|Title||Feasibility and reliability of automated coding of occupation in the Health and Retirement Study|
|Year of Publication||2018|
|Authors||McFall, BHelppie, Sonnega, A|
|Series Title||Michigan Retirement Research Center Working Paper Series|
|Document Number||WP 2018-392|
|Institution||Survey Research Center, Institute for Social Research, University of Michigan|
|Keywords||Meta-analyses, Survey Methodology|
Due to advances in computing power and the increase in coverage of longitudinal datasets in the Health and Retirement Study (HRS) that provide information about detailed occupations, demand has increased among researchers for improved occupation and industry data. The detailed data are currently hard to use because they were coded at different times, and the codeframes are, therefore, not consistent over time. Additionally, the HRS gathers new occupation and industry information from respondents every two years, and coding of new data at each wave is costly and time-consuming. In this project, we tested the NIOSH Industry and Occupation Computerized Coding System (NIOCCS) to see if it could improve processes for coding data from the HRS. We tested results from NIOCCS against results from a human coder for multiple datasets.
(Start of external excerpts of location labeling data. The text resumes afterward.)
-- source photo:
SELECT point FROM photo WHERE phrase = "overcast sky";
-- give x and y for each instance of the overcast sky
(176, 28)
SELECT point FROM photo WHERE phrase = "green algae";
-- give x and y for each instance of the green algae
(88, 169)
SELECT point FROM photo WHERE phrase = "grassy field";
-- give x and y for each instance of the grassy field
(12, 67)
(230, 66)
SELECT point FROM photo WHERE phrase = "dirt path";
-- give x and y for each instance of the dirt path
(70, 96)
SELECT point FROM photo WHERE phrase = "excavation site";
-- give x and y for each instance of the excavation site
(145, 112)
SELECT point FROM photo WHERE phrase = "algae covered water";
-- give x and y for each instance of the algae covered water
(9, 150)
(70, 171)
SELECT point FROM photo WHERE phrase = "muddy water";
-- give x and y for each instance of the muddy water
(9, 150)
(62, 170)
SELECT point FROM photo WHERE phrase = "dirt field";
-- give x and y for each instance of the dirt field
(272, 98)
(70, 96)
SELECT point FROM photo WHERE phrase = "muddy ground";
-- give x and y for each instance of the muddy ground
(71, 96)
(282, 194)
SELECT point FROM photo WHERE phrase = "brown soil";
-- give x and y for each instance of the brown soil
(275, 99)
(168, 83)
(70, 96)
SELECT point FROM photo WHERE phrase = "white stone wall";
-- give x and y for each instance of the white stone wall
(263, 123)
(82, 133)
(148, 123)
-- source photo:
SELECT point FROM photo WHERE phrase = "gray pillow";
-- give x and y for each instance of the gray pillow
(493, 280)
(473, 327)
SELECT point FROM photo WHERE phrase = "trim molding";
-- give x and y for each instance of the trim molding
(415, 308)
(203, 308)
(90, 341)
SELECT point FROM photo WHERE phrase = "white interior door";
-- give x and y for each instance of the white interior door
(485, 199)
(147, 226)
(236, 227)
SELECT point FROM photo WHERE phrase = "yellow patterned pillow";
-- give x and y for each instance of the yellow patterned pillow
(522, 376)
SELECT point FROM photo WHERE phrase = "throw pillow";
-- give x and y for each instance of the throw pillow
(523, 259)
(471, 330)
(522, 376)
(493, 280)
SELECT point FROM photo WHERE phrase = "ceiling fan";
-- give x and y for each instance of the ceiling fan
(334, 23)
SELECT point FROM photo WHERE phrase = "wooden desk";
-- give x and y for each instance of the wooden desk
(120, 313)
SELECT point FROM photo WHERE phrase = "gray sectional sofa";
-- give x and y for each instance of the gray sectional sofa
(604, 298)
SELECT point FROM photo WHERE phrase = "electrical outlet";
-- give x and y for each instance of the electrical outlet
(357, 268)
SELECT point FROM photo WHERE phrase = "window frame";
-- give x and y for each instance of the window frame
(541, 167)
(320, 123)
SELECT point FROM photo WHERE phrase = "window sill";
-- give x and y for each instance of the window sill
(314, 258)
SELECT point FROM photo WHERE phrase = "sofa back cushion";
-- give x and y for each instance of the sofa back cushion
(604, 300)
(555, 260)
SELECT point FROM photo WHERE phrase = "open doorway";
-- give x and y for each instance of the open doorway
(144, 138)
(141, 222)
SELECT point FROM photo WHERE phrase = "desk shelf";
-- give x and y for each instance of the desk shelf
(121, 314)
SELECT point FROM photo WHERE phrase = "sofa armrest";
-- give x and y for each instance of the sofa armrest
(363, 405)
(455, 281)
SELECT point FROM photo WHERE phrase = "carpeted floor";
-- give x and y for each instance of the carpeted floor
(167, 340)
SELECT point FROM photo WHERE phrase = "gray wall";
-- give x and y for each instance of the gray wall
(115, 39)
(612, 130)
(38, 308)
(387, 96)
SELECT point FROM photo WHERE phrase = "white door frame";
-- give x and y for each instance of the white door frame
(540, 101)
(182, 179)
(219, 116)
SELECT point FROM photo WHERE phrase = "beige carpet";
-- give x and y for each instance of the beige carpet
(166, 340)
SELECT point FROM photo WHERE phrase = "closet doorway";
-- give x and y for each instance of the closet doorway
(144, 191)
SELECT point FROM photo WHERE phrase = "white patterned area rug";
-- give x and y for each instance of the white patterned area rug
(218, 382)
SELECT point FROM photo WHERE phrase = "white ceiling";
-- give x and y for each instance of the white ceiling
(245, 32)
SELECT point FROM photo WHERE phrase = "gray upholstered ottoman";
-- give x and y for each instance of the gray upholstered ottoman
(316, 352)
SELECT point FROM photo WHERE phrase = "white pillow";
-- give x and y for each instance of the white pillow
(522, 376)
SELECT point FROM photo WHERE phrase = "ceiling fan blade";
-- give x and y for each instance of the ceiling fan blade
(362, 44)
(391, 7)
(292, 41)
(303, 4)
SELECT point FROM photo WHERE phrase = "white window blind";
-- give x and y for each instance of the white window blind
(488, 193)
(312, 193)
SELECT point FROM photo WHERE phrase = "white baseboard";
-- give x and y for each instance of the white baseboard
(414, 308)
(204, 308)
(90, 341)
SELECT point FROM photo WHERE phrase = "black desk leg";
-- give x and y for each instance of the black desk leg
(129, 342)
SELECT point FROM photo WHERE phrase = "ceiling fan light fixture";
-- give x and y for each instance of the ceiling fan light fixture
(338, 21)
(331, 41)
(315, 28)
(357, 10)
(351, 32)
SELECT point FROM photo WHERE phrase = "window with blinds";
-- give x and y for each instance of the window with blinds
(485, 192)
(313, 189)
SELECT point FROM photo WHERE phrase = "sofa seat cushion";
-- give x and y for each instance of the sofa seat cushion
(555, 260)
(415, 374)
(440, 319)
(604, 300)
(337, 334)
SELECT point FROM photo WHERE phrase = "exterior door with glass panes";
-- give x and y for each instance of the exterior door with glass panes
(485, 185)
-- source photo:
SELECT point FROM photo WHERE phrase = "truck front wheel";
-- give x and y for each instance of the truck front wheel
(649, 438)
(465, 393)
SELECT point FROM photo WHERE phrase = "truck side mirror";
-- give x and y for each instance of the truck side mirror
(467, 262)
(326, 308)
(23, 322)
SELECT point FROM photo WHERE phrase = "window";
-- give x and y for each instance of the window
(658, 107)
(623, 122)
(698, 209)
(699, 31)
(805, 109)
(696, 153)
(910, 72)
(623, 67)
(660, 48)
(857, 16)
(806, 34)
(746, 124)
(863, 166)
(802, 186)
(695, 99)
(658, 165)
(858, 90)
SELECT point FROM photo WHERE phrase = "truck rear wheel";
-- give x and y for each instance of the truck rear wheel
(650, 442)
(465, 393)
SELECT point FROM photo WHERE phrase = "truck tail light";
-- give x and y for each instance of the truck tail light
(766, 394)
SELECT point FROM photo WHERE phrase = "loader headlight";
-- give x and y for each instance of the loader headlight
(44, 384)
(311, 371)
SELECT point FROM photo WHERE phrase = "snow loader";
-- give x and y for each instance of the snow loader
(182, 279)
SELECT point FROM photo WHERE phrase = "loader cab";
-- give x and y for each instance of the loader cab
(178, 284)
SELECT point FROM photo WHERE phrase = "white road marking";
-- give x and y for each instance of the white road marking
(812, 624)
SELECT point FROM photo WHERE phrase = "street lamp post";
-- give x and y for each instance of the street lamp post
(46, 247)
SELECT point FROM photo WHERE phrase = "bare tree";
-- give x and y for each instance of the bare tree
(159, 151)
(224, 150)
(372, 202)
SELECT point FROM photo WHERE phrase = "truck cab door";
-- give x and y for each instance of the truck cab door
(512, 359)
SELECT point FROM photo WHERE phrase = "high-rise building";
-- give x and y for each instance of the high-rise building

NIOCCs does reasonably well compared to coding results from a highly trained, professional occupation and industry coder, with kappa inter-rater reliability on detailed codes of just under 70 percent and agreement rates on broader codes of around 80 percent; however, code rates for NIOCCS for the datasets tested ranged from 60 percent to 72 percent, as compared to a professional coder’s ability to code those same datasets that ranged from 95 percent to 100 percent. In its current form, we find that NIOCCS is a tool that might be best used to reduce the number of cases human coders must code, either in coding historical data to a consistent codeframe or in coding data from future HRS waves. However, it is not yet ready to fully replace human coders.